401(k) SAVINGS AND RETIREMENT PLAN

Notes to Financial Statements

December 31, 2014 and 2013

 

  (d) Vesting

All Associate contributions and related earnings and losses are 100% vested and are not subject to forfeiture for any reason. Employers’ contributions and related earnings and losses are subject to the vesting schedule of the Plan as shown below. Unvested balances that are forfeited by participants reduce future Employer- matching contributions. Unallocated forfeitures were $281,624 and $252,363 as of December 31, 2014 and 2013, respectively. Forfeitures in the amount of $78,037 were used in 2014 to reduce matching contributions. There were no forfeitures used in 2013.

 

Years of service

Vested
  percentage  
 

1

  20%     

2

  40        

3

  60        

4

  80        

5

  100        

 

  (e) Withdrawals

Participants’ accounts are segregated between pre-January 1, 1988 and post-January 1, 1988 contributions. Associate contributions made subsequent to January 1, 1988 are made on a pretax basis. Withdrawals are subject to tax and, in certain instances, penalty as set forth in the Internal Revenue Code (IRC). Effective January 1, 1993, the Plan is required to withhold federal income taxes at a flat rate of 20% on the taxable portion of withdrawals that are not directly rolled over into an Individual Retirement Account (IRA) or another qualified retirement plan. This withholding tax does not apply to required minimum distributions and annuity payments. Participant interest payments on loans, which are included in interest and dividends, are made on a post-tax basis.

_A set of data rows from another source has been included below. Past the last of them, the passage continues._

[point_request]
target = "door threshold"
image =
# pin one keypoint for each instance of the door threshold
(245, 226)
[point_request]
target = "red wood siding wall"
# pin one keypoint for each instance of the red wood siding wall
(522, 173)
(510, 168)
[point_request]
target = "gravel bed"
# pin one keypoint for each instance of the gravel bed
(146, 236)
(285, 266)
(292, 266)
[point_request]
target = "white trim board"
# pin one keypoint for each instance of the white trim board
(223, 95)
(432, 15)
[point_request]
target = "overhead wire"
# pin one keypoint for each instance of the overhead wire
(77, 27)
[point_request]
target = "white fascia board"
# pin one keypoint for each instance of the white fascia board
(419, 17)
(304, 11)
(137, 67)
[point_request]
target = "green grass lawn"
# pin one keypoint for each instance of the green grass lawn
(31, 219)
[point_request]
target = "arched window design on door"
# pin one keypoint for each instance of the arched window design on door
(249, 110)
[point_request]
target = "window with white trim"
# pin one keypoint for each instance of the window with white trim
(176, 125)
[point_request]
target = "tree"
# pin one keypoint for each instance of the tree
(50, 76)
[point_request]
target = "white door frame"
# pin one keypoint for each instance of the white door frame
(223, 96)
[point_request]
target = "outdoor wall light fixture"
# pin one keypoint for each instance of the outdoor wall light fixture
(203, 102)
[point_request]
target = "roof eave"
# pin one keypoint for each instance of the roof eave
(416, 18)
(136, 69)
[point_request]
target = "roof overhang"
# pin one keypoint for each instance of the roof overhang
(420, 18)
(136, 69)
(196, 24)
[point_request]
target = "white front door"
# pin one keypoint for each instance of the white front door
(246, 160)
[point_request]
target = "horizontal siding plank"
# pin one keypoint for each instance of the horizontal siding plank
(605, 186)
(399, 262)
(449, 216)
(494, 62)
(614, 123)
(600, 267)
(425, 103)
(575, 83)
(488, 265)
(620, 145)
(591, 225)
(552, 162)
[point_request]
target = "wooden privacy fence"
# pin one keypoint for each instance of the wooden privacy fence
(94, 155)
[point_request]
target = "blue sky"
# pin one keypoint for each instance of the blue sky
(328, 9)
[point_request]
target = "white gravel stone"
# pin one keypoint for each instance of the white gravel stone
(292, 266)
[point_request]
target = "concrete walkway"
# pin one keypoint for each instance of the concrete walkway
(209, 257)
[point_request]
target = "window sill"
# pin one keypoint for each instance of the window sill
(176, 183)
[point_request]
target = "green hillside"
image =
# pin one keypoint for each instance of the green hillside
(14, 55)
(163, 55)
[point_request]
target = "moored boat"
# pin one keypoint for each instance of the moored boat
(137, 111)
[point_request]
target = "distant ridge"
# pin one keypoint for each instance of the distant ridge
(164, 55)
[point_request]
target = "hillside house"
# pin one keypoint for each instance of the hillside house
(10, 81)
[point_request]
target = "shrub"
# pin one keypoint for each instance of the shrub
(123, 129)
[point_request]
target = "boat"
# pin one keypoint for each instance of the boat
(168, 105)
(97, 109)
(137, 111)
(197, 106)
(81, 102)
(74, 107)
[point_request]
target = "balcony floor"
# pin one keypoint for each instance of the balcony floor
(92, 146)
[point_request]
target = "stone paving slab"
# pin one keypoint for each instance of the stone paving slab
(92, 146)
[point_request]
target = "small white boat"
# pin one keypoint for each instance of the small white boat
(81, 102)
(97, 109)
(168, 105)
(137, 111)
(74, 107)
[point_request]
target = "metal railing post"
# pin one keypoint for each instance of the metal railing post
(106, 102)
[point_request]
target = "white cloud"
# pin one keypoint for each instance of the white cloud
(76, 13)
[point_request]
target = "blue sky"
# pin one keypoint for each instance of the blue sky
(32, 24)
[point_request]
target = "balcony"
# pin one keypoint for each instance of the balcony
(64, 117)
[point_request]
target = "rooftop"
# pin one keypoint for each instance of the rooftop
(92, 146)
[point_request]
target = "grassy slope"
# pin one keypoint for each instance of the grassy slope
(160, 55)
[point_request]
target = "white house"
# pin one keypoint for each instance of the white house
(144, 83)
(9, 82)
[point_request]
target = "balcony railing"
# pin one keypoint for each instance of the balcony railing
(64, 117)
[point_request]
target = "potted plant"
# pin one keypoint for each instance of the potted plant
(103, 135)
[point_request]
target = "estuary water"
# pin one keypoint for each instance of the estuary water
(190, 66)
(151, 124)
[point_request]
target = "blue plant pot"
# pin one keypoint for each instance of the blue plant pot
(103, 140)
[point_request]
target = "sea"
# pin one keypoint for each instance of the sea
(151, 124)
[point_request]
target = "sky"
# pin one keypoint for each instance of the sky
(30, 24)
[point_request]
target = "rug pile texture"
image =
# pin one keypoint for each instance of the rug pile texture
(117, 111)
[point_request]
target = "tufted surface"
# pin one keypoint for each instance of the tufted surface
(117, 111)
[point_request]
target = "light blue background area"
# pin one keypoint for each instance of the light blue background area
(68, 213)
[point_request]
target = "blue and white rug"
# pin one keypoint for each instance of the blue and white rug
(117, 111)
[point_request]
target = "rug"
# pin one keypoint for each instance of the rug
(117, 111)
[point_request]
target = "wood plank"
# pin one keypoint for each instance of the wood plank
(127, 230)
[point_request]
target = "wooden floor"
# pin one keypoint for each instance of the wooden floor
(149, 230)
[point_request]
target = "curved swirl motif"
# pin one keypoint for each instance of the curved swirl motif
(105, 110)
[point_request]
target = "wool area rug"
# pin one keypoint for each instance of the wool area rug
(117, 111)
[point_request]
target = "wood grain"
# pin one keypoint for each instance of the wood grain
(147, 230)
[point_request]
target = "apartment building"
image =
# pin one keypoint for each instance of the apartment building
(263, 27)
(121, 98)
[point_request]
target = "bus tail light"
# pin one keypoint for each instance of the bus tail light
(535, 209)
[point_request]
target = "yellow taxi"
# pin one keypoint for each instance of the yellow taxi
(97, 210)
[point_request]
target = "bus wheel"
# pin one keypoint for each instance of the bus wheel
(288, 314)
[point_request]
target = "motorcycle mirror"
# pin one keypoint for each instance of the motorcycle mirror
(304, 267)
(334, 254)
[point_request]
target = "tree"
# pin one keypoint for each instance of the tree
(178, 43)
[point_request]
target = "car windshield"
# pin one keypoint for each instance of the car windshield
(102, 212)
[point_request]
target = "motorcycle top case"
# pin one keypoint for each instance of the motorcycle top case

Under the Plan, participants may request hardship withdrawals of vested contributions (but not income earned on contributions after December 31, 1988), which must be approved by the Associate Benefits Committee and can only be made for one of the following reasons:

 

  1.

Purchase of primary residence of the participant;

 

  2.

Preservation of primary residence;

 

  3.

Certain medical expenses of a participant or the participant’s dependents; and

 

  4.

Tuition for the next semester or quarter of postsecondary education of the participant, spouse, or dependents.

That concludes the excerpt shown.